完成後のイメージ動画では「札幌中心部」と札樽自動車道の「札幌北インター」をトンネルで結ばれています。
札幌駅から北へ向かう場合、トンネルの入口は、どこにできるのでしょうか。
熊谷七海記者
「平日の昼間でも駅前はやはり交通量が多いですね。札樽道へと向かうアクセス道の入り口は、北8条のこの辺りになります」
「アクセス道路」の長さはおよそ4.8キロ。
トンネルの出口は札樽道の札幌北インターに接続する「北26条」と石狩や当別方面に便利な「北37条」に設けられます。
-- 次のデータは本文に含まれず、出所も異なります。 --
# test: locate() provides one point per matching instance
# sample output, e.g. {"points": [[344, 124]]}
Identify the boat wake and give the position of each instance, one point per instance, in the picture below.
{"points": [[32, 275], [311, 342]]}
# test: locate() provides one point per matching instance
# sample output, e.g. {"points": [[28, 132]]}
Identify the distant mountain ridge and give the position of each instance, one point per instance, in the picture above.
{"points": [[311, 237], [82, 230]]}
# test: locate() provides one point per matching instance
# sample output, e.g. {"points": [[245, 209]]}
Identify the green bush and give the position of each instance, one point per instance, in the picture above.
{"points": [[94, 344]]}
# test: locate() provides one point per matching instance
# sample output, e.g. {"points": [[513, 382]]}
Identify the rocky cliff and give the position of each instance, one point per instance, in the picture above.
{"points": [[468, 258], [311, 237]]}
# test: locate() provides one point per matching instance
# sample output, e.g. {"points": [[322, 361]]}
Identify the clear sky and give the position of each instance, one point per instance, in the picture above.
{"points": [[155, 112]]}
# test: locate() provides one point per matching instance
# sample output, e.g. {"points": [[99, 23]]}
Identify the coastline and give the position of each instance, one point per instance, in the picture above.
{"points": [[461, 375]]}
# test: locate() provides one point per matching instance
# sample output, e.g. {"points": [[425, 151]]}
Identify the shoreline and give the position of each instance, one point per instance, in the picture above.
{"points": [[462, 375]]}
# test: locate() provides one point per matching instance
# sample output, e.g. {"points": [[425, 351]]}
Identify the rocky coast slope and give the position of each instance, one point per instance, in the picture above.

一方、高速道路から札幌中心部へ向かう車線の風景は、現在に比べガラリと変わります。
熊谷七海記者
「この高速道路、札樽道から、今はありませんが、ダイレクトアクセスランプがグネッとつながる形になります」
札樽道から地下トンネルに「直結」。そのまま、札幌中心部へ向かうことができるのです。
タクシー運転手
「便利になると思う。高速道路(札樽道)から新千歳空港とか客を乗せた時にまっすぐ通ることができる」
現在、創成川通りの「北3条」から札樽道に交差する「北34条」まで信号機の数は22か所。
この4.8キロをクルマで移動するのに夏場は9分から21分、冬場は最大41分かかったとの調査結果もあります。
北海道文教大学 宮本融教授
「結論から言うと、地下道を使うことになって、いちばん金はかかるが徹底した渋滞対策になる。キャパシティの問題として札幌中心部に集めるというのは1つの案」
総事業費は1809億円。札幌開発建設部によりますと、資材の高騰や地下水対策で当初の1.5倍に膨らんだということです。
「都心アクセス道路」が完成すると高速道路の利用のほか渋滞の緩和や丘珠空港へのアクセス向上なども期待されます。
工事を担う札幌開発建設部は「地下トンネルの建設のため不確定な要素も多く現時点では、完成時期の見通しは立っていない」と話しています。